Die Vergütung variiert je nach Tarifbindung, Region und Unternehmensgröße.

Ausbildung & Berufseinstieg

Ablauf des schulischen Qualifizierungslehrgangs

Der Regelzugang in den Beruf Rettungssanitäter (m⁠/⁠w⁠/⁠d) erfolgt über eine schulische Ausbildung: Qualifizierungslehrgang (mind. 520 Stunden). Die Ausbildung ist im Alltag stark praxisnah angelegt und schließt mit einer staatlichen Abschlussprüfung ab, die je nach Bundesland über das Landesprüfungsamt oder die Schule für Rettungssanitäter organisiert wird. Als Rechtsgrundlage gilt Länderrecht (Erlasse und Verordnungen der einzelnen Bundesländer), wodurch Details im Ablauf zwischen den Ländern variieren können; die Ausbildungsdauer: 3 Jahre bleibt dabei der formale Rahmen.

Schwerpunkte der notfallmedizinischen Praxis

Typisch sind Stationen, die Grundlagen der Notfallmedizin, Patiententransport, Hygiene, Einsatzdokumentation sowie das Zusammenspiel mit Leitstelle und Rettungsdienststrukturen abdecken. Im Einsatz zählen Belastbarkeit, Teamfähigkeit und eine ruhige Kommunikation, weil Situationen häufig unter Zeitdruck entstehen und Entscheidungen sauber abgesprochen werden müssen. Daneben sind Sorgfalt und Verantwortungsbewusstsein wichtig, etwa beim Umgang mit Material, bei Übergaben und bei standardisierten Abläufen im Rettungswagen.

Tätigkeitsfelder im qualifizierten Krankentransport

Die Vergütung in der Ausbildung ist häufig tariflich geregelt, da Gehälter im Rettungsdienst üblicherweise nach Branchentarifverträgen gruppiert werden. Nach dem Abschluss liegt das Einstiegsgehalt meist in einer Spanne von 2.800 € bis 3.200 € brutto/Monat, mit einem häufig genannten Wert um 3.180 € brutto/Monat. Im Berufsalltag umfasst der Einstieg oft Tätigkeiten im qualifizierten Krankentransport oder als Besatzungsmitglied im Rettungswagen, inklusive Patientenbetreuung, Vitalzeichenkontrolle, Assistenz bei Maßnahmen und vollständiger Einsatzdokumentation.

Routine und künftige Verantwortungsbereiche

In den ersten Berufsjahren stehen meist Routine im Einsatzablauf, sichere Handgriffe und das Arbeiten nach Standardvorgehen im Vordergrund. Je nach Arbeitgeber und Organisation können später zusätzliche Verantwortlichkeiten hinzukommen, etwa Schichtkoordination, Einweisung neuer Kolleginnen und Kollegen oder Aufgaben in Material- und Qualitätsmanagement. Weiterentwicklungen im Rettungsdienst sind möglich, ohne dass sich Gehaltsangaben pauschal aus dem Einstiegsrahmen ableiten lassen, weil Funktionen und Trägerstrukturen sehr unterschiedlich vergüten.
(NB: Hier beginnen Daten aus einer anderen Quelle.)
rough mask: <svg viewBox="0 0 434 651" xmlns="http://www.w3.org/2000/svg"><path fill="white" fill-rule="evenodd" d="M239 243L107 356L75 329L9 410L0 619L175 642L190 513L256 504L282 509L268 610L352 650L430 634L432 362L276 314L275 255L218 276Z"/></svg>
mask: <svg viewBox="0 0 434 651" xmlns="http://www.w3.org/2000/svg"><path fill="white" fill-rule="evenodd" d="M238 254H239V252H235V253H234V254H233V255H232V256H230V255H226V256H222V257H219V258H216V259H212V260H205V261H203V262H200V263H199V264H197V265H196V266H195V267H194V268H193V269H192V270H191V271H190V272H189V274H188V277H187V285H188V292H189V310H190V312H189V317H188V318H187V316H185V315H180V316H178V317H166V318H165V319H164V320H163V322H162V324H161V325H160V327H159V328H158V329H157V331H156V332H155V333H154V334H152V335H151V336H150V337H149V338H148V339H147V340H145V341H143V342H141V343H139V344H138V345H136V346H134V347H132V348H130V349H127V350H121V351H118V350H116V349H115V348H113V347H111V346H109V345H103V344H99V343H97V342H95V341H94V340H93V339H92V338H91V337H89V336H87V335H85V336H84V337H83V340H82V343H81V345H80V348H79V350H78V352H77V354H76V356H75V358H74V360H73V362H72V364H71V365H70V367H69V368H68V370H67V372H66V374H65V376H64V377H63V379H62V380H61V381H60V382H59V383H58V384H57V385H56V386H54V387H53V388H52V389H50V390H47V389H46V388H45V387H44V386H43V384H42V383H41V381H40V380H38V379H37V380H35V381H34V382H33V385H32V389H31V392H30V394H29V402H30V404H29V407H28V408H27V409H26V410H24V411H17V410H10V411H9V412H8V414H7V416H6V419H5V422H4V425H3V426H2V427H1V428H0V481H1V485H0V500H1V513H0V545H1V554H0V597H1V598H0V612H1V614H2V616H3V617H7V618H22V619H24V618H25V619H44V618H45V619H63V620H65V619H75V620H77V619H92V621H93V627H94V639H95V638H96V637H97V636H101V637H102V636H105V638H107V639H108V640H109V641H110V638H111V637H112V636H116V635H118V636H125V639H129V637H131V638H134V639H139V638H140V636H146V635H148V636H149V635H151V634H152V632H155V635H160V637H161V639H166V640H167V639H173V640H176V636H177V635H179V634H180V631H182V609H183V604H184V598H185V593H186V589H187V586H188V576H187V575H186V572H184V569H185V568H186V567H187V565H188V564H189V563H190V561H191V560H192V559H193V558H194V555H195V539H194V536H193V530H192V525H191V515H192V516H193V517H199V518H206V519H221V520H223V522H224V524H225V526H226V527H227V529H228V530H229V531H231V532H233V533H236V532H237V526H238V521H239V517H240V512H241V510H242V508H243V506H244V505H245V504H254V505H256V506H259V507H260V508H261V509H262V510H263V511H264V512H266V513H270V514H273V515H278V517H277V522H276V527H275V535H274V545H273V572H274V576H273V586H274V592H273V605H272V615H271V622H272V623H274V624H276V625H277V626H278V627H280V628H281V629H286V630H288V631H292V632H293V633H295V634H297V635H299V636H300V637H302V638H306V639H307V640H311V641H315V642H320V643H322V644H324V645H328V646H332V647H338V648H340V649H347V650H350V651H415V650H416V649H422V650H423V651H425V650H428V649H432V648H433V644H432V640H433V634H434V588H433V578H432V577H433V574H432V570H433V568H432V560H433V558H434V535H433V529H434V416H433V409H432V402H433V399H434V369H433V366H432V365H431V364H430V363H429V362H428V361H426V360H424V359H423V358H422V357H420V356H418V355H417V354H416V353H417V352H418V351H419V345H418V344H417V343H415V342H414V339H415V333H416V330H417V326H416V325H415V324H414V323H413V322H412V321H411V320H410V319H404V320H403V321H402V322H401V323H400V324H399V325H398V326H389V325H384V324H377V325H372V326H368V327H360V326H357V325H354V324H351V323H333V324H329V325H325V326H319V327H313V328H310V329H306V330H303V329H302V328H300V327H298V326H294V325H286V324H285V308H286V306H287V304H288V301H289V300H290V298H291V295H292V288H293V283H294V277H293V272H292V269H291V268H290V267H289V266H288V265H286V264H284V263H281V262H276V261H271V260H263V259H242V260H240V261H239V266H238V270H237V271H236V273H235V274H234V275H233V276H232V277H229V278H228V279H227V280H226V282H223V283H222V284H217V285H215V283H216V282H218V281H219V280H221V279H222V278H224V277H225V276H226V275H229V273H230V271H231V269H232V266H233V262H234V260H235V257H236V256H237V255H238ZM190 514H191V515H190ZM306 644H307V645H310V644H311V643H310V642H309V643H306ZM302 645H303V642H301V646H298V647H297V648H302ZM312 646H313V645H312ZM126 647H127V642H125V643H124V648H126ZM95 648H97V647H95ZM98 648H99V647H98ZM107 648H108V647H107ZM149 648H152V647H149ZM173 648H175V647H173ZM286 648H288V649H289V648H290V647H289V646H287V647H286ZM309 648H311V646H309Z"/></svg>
Einfluss regionaler Trägerstrukturen

Der Berufseinstieg ist außerdem von Einsatzzeiten und Dienstplänen geprägt, da Schichtarbeit und Wochenenddienste in vielen Rettungsdienstbereichen üblich sind. Unterschiede entstehen häufig durch regionale Strukturen, Träger (kommunal, Hilfsorganisationen, privat) und konkrete Tarifbindung, was sich sowohl auf Aufgabenverteilung als auch auf Eingruppierungen auswirken kann. Insgesamt bleibt der Einstieg in der Praxis stark durch Teamarbeit, standardisierte Prozesse und eine verlässliche Schnittstelle zu Kliniken und weiterführender Versorgung bestimmt.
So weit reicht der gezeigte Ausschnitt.